La iniciativa del Kremlin planteaba que ambas partes continuaran respetando durante un año los límites establecidos en el acuerdo firmado en 2010, que restringía a 1,550 el número de ojivas nucleares estratégicas desplegadas y a 700 los misiles, bombarderos y submarinos capaces de transportarlas. El tratado sólo permitía una prórroga, la cual fue acordada en 2021 por el entonces presidente estadounidense Joe Biden y Vladimir Putin por un periodo adicional de cinco años.

En tanto, desde Moscú, el portavoz del Kremlin, Dmitri Peskov, afirmó que Rusia lamenta la expiración del acuerdo, pero reiteró que su país sigue dispuesto a entablar un diálogo con Estados Unidos si existe una respuesta constructiva. No obstante, advirtió que el fin del tratado deja a ambas partes en libertad de definir sus próximos pasos y que Rusia está preparada para adoptar “contramedidas técnico-militares decisivas” para mitigar posibles amenazas a su seguridad nacional, sin cerrar la puerta a la diplomacia.

  • 1,550 ojivas en 700 sistemas de lanzamiento era el límite para EU y Rusia

El Nuevo START fue el último de una larga serie de acuerdos nucleares entre Washington y Moscú que se remontan a la Guerra Fría. Además de imponer límites numéricos, estos mecanismos incluyeron regímenes de inspección que, según expertos, ayudaron a generar confianza entre adversarios estratégicos y a reducir el riesgo de errores de cálculo. Analistas advierten que, sin un acuerdo sustituto, Estados Unidos y Rusia podrían verse incentivados a ampliar sus arsenales en un contexto internacional cada vez más volátil.
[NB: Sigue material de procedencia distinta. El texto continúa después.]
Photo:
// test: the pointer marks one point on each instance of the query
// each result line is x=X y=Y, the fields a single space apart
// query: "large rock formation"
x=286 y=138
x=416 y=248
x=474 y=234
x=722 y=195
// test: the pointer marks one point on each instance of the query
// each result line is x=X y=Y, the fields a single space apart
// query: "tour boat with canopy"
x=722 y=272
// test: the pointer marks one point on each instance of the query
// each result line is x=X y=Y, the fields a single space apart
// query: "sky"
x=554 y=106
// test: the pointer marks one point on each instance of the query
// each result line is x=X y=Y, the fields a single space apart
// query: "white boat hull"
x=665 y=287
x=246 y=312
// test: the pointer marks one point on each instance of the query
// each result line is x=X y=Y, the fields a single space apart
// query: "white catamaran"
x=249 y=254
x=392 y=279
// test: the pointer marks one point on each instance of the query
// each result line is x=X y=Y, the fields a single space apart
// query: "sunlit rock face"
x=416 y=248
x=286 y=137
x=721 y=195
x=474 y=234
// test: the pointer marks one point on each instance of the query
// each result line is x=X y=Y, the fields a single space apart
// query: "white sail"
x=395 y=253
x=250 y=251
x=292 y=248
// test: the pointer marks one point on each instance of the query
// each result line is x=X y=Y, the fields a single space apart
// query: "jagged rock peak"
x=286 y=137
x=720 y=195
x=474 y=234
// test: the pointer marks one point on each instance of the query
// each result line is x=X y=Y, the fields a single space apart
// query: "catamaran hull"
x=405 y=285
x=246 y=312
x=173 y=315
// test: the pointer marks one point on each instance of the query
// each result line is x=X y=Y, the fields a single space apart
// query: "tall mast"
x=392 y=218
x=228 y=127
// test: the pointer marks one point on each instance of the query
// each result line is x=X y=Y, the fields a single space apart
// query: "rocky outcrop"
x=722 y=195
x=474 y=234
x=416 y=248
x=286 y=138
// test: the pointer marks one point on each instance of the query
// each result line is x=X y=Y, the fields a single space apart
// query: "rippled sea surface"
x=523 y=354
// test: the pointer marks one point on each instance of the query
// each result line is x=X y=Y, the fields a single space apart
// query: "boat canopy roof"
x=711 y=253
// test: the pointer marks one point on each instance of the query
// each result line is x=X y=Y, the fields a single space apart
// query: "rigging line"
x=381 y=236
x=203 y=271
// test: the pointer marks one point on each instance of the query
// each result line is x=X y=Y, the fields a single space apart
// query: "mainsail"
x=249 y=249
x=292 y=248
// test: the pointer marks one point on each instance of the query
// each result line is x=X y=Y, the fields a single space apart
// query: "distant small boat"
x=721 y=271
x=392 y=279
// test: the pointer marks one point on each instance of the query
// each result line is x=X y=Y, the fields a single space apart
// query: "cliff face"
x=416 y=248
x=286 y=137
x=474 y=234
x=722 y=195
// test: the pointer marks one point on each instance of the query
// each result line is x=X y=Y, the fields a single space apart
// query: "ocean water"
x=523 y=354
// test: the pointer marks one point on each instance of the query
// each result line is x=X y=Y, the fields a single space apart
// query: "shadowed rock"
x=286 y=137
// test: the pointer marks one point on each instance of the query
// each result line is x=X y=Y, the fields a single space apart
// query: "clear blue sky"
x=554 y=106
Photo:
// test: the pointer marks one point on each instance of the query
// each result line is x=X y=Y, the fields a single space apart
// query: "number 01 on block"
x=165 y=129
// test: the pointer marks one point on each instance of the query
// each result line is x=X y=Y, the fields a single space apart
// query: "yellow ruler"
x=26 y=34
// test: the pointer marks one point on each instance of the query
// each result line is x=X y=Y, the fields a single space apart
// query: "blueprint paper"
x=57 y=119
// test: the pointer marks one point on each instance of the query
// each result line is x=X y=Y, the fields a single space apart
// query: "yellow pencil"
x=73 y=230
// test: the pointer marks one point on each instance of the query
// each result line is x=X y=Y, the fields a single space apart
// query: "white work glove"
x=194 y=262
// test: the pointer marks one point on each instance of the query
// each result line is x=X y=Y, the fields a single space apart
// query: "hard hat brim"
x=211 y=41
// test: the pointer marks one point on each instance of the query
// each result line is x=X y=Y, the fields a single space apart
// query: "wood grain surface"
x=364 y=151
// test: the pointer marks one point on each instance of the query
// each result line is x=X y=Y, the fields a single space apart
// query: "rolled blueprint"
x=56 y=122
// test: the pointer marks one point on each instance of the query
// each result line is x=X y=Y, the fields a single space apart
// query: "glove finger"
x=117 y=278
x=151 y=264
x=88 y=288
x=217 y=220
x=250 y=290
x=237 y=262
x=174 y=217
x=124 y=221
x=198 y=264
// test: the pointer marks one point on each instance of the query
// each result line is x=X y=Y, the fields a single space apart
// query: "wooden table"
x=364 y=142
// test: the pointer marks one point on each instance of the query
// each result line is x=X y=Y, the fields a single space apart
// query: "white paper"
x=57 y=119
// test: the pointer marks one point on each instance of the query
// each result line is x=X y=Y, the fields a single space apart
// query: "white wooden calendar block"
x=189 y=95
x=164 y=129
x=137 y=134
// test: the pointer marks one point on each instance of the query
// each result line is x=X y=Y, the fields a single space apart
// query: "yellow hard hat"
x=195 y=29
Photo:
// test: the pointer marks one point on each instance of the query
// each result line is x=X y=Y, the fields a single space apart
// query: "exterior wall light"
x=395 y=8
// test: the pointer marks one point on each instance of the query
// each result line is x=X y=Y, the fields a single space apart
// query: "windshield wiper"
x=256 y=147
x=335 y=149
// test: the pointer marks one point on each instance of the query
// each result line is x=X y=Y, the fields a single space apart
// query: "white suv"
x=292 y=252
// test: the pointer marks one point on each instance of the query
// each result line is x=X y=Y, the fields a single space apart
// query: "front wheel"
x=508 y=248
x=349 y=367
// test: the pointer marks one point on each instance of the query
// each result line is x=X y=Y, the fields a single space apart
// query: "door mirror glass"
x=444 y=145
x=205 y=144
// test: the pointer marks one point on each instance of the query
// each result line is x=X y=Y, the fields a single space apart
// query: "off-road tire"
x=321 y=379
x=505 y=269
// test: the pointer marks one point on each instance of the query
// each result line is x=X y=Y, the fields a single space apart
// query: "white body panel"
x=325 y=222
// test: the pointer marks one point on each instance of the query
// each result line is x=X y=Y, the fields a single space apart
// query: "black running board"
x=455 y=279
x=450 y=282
Donald Trump ha reiterado que cualquier nuevo tratado debería incluir a China, cuyo arsenal nuclear, aunque menor en volumen, se encuentra en expansión y creciente sofisticación. Sin embargo, el gobierno chino ha rechazado participar, al considerar que sus fuerzas nucleares no están en la misma escala que las de Estados Unidos y Rusia, y ha pedido a Washington reanudar el diálogo bilateral con Moscú.

En tanto, la expiración del tratado también generó preocupación en las Naciones Unidas. El secretario general, António Guterres, advirtió que el mundo queda sin restricciones jurídicamente vinculantes sobre las mayores reservas de armas nucleares y calificó el momento como grave para la paz y la seguridad internacional. Al mismo tiempo, llamó a aprovechar la coyuntura para reiniciar las negociaciones y evitar una nueva carrera armamentista nuclear.